KATE: That is a fascinating bit of info, re. anti-d’s. Artificial saliva will be on my Christmas wish list! Thanks for sharing your teeth story. Crunching, hm/? Yikes.

TORITTO: well, it couldn’t be worse than my current smile. Thank u for sharing your teeth tale!

SHEILA: Thanks so much, my friend!

SCARLETT: I am very sorry to hear you cannot afford that long screw that might straighten out your face . You knew damn well I would make a pun of that one! Thanks for the tooth truth, and remember, even if your jaw collapses we will all still love ya! (hugs)
James; I think you are insane to do this while awake.... good luck to you.r
mC…..
I am an experience-junky. I want the experience of those wretched things being yanked and cracked and pulled the hell out.
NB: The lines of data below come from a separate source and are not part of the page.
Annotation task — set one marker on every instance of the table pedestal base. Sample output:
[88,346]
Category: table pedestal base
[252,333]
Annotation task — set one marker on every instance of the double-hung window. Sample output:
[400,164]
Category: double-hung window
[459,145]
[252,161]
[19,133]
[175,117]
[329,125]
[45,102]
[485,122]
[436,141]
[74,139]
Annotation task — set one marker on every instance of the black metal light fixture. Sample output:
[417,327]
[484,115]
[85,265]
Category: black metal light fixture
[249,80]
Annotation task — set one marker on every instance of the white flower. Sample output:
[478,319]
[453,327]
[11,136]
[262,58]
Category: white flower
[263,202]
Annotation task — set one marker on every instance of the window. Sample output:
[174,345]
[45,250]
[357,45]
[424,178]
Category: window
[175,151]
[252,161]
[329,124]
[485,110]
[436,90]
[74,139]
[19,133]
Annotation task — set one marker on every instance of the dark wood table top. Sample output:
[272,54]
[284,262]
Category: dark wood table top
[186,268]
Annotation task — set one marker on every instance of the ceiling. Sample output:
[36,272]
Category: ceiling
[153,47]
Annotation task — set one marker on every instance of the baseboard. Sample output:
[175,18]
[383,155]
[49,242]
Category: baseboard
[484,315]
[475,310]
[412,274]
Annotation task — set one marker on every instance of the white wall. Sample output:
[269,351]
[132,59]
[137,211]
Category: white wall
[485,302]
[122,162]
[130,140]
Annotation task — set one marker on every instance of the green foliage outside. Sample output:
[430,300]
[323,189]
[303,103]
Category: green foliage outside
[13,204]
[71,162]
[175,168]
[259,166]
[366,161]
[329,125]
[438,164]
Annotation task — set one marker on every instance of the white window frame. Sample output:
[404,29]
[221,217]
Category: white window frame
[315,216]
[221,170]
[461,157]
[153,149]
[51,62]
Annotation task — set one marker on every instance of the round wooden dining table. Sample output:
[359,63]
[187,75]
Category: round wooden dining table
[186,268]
SCYLLA: I hope tis a lady dentist. I have an inkling of an idea of what I might take a chomp of.
‘’one time he coulda been the champion of the world”
I would totally get knocked out. Teeth are a big deal. One of my big phobias is to lose mine. Hope everything goes well with the choppers. We'll all be rooting for you. No pun intended.
Hope everything went well today, James. Hope you are feeling okay & can sleep well tonight!

(I am a few posts late, but your school plans sound wonderful!)